放射性物質は花粉のように小さいので人の目には見えません。放射性物質に接触すると病気になりやすくなるのですが、必ずしもすぐに症状が現れるわけではなく、数年経った後に症状が現れることもあります。原発事故から数年経った後にその影響で病気になったとしても、病因は原発事故の影響なのか、それとも他の要因なのか、もはや判別できません。
原発事故以降は、深刻な汚染を受けた地域の住人の中には、健康障害を心配して素早く福島から遠くへ避難する人もいました。いっぽう、「過剰に心配して無理をして避難したら、精神的にストレスをためてしまったりして逆に健康に良くない」と主張する人もいました。住人の間で意見が対立して共同体が分断されてしまった事例も少なくなかったようです。
もし放射性物質が、形や色があって人の目にも見えて、それに触れた人は全てすぐに病気にかかってしまうような、恐ろしいけれども分かりやすい相手ならば、住民たちも一致団結して放射能汚染に対処できたのかもしれません。

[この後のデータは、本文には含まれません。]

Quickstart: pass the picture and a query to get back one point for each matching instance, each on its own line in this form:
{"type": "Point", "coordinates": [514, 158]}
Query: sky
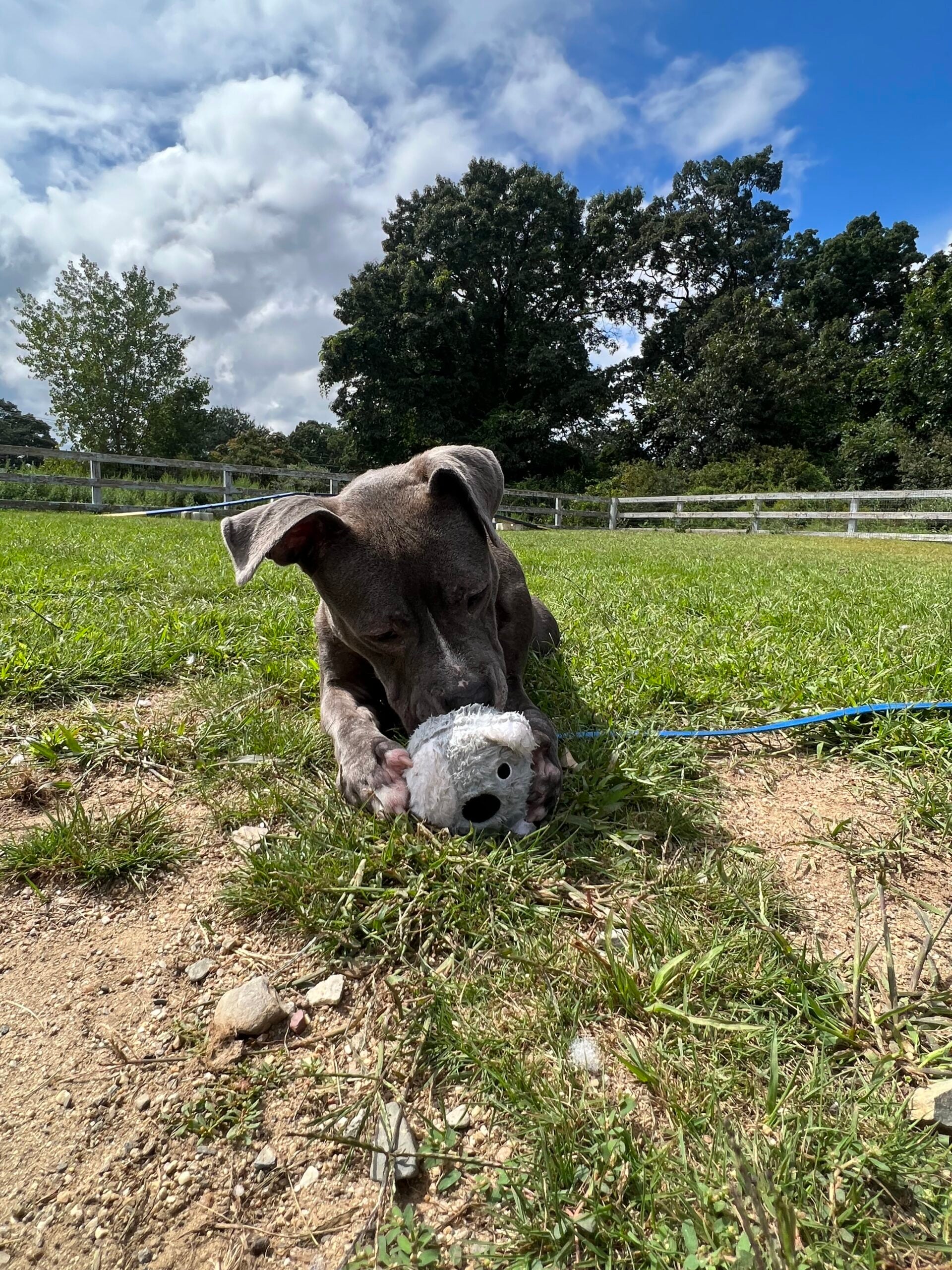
{"type": "Point", "coordinates": [248, 150]}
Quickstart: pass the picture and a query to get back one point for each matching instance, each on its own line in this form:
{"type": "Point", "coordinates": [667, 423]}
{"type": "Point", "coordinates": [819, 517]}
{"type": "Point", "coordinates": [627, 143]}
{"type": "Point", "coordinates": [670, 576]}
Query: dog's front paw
{"type": "Point", "coordinates": [376, 780]}
{"type": "Point", "coordinates": [546, 779]}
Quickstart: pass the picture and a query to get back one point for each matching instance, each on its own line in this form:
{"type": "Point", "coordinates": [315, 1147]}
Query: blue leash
{"type": "Point", "coordinates": [782, 726]}
{"type": "Point", "coordinates": [206, 507]}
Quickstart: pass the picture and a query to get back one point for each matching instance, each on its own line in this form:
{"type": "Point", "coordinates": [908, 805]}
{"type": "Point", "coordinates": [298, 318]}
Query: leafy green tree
{"type": "Point", "coordinates": [177, 425]}
{"type": "Point", "coordinates": [107, 353]}
{"type": "Point", "coordinates": [765, 468]}
{"type": "Point", "coordinates": [858, 278]}
{"type": "Point", "coordinates": [258, 447]}
{"type": "Point", "coordinates": [919, 374]}
{"type": "Point", "coordinates": [711, 237]}
{"type": "Point", "coordinates": [18, 429]}
{"type": "Point", "coordinates": [480, 321]}
{"type": "Point", "coordinates": [329, 446]}
{"type": "Point", "coordinates": [753, 382]}
{"type": "Point", "coordinates": [223, 423]}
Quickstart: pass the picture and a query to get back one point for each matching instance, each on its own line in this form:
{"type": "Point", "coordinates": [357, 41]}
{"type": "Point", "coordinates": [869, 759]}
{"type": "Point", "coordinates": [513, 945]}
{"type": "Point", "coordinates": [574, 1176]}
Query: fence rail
{"type": "Point", "coordinates": [730, 513]}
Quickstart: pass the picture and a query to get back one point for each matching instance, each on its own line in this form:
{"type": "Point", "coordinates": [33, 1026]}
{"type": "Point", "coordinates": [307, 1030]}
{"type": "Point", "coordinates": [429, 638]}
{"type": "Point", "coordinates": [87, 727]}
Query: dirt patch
{"type": "Point", "coordinates": [101, 1034]}
{"type": "Point", "coordinates": [817, 821]}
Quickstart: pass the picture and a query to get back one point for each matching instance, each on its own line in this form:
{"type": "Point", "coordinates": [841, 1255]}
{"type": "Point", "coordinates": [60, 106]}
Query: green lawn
{"type": "Point", "coordinates": [753, 1112]}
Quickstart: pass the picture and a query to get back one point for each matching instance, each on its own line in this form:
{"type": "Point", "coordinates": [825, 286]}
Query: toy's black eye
{"type": "Point", "coordinates": [481, 808]}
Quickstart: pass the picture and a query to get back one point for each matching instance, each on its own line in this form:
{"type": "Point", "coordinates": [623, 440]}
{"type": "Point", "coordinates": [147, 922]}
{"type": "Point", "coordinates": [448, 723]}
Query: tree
{"type": "Point", "coordinates": [324, 445]}
{"type": "Point", "coordinates": [706, 241]}
{"type": "Point", "coordinates": [919, 371]}
{"type": "Point", "coordinates": [107, 353]}
{"type": "Point", "coordinates": [177, 425]}
{"type": "Point", "coordinates": [753, 381]}
{"type": "Point", "coordinates": [258, 447]}
{"type": "Point", "coordinates": [23, 430]}
{"type": "Point", "coordinates": [479, 323]}
{"type": "Point", "coordinates": [858, 277]}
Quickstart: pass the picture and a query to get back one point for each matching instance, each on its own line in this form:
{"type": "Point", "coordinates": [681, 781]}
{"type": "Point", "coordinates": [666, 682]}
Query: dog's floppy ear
{"type": "Point", "coordinates": [286, 531]}
{"type": "Point", "coordinates": [472, 473]}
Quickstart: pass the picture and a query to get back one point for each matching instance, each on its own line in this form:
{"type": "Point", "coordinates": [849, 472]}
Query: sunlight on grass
{"type": "Point", "coordinates": [752, 1107]}
{"type": "Point", "coordinates": [76, 846]}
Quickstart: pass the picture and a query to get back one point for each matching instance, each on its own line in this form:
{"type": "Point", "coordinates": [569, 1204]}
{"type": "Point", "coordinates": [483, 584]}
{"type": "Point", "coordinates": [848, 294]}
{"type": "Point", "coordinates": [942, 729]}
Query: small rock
{"type": "Point", "coordinates": [248, 1010]}
{"type": "Point", "coordinates": [200, 971]}
{"type": "Point", "coordinates": [249, 836]}
{"type": "Point", "coordinates": [394, 1139]}
{"type": "Point", "coordinates": [459, 1118]}
{"type": "Point", "coordinates": [932, 1104]}
{"type": "Point", "coordinates": [309, 1178]}
{"type": "Point", "coordinates": [328, 992]}
{"type": "Point", "coordinates": [619, 940]}
{"type": "Point", "coordinates": [355, 1126]}
{"type": "Point", "coordinates": [586, 1056]}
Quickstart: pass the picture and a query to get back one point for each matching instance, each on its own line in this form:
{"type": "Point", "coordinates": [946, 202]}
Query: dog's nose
{"type": "Point", "coordinates": [472, 694]}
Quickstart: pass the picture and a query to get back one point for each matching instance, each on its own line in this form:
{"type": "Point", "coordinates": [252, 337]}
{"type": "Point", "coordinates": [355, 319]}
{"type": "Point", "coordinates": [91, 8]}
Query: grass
{"type": "Point", "coordinates": [94, 850]}
{"type": "Point", "coordinates": [752, 1110]}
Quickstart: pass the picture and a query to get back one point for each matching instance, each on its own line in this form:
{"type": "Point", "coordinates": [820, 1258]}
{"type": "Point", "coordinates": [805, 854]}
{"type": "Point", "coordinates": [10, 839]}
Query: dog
{"type": "Point", "coordinates": [422, 609]}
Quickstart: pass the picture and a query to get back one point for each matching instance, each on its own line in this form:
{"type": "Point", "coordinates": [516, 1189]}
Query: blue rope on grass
{"type": "Point", "coordinates": [781, 726]}
{"type": "Point", "coordinates": [206, 507]}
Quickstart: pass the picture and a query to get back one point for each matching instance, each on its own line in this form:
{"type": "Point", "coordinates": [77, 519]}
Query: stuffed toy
{"type": "Point", "coordinates": [473, 769]}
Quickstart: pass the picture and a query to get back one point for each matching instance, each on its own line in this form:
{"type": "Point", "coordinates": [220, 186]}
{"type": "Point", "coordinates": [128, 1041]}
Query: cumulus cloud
{"type": "Point", "coordinates": [248, 150]}
{"type": "Point", "coordinates": [551, 106]}
{"type": "Point", "coordinates": [696, 114]}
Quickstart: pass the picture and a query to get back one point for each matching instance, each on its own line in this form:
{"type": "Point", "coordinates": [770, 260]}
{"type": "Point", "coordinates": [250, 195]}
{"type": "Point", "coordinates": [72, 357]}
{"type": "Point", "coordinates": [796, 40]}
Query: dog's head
{"type": "Point", "coordinates": [403, 564]}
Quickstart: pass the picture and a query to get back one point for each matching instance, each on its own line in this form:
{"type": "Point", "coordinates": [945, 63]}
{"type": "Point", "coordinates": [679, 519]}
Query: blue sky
{"type": "Point", "coordinates": [248, 149]}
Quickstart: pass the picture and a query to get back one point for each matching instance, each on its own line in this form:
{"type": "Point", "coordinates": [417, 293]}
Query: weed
{"type": "Point", "coordinates": [128, 846]}
{"type": "Point", "coordinates": [230, 1107]}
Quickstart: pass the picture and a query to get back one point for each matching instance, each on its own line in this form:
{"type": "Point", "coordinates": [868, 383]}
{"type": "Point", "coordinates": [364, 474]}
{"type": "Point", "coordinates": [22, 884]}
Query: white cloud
{"type": "Point", "coordinates": [249, 149]}
{"type": "Point", "coordinates": [737, 103]}
{"type": "Point", "coordinates": [551, 106]}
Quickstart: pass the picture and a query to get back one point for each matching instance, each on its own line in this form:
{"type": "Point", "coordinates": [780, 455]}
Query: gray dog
{"type": "Point", "coordinates": [423, 609]}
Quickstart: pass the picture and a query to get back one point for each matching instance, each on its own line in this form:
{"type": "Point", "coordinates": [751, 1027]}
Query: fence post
{"type": "Point", "coordinates": [96, 489]}
{"type": "Point", "coordinates": [851, 522]}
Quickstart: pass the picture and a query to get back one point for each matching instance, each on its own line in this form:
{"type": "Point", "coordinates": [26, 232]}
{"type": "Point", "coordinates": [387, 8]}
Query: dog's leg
{"type": "Point", "coordinates": [546, 770]}
{"type": "Point", "coordinates": [370, 766]}
{"type": "Point", "coordinates": [546, 635]}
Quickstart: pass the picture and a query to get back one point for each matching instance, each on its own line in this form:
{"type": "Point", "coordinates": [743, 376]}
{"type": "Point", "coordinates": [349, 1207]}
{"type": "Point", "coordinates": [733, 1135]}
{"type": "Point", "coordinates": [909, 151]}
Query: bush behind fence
{"type": "Point", "coordinates": [66, 480]}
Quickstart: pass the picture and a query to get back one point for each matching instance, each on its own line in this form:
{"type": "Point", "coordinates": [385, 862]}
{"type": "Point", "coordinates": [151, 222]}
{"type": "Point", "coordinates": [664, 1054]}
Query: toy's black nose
{"type": "Point", "coordinates": [481, 808]}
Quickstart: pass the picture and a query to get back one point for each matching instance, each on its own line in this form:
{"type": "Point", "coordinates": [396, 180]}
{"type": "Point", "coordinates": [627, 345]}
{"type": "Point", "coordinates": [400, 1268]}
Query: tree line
{"type": "Point", "coordinates": [498, 314]}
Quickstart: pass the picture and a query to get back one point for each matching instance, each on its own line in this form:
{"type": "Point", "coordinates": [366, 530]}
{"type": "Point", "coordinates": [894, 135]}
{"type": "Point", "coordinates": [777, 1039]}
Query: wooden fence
{"type": "Point", "coordinates": [851, 513]}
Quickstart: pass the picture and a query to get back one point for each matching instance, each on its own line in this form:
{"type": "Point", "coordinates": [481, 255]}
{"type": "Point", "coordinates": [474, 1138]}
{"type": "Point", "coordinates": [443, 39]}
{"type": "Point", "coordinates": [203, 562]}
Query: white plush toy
{"type": "Point", "coordinates": [473, 770]}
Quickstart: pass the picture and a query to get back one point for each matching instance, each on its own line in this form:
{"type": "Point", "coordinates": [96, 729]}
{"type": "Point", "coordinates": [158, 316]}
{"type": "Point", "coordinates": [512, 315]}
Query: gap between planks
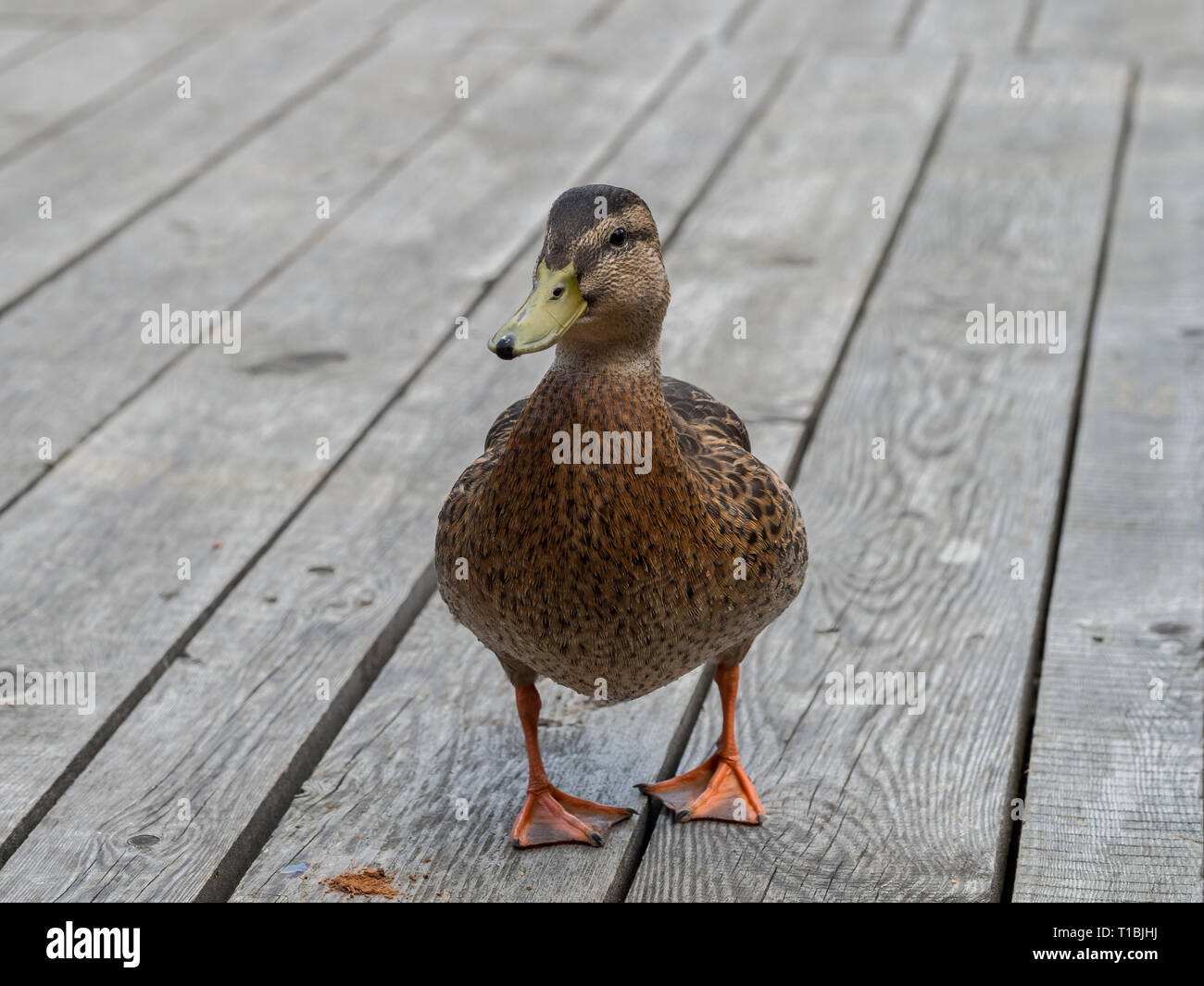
{"type": "Point", "coordinates": [1034, 676]}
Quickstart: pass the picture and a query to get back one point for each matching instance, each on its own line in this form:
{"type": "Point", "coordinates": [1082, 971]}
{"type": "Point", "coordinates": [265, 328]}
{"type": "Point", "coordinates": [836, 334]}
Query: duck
{"type": "Point", "coordinates": [617, 532]}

目には見えぬゆえに放射性物質は人々にモヤモヤとした不安ばかりを与え、どう対処してよいのか判断しにくくしてしまいます。
現在は化学物質が次々に人工的に生み出され、自然環境に放出されています。無害な化学物質も多いですが、有害な化学物質もあると思います。それらは目には見えぬまま自然環境に溶け込んでしまっているので、知らず知らずのうちにこれらを自分の体に取り込まれることもあります。特に健康を大切にされている方々に、モヤモヤとした不安を抱かせます。
農薬も人にモヤモヤとした不安を与える化学物質だと思います。せめて小林農場の畑では農薬を使用することはやめて、少しでもモヤモヤとした不安を解消したいです。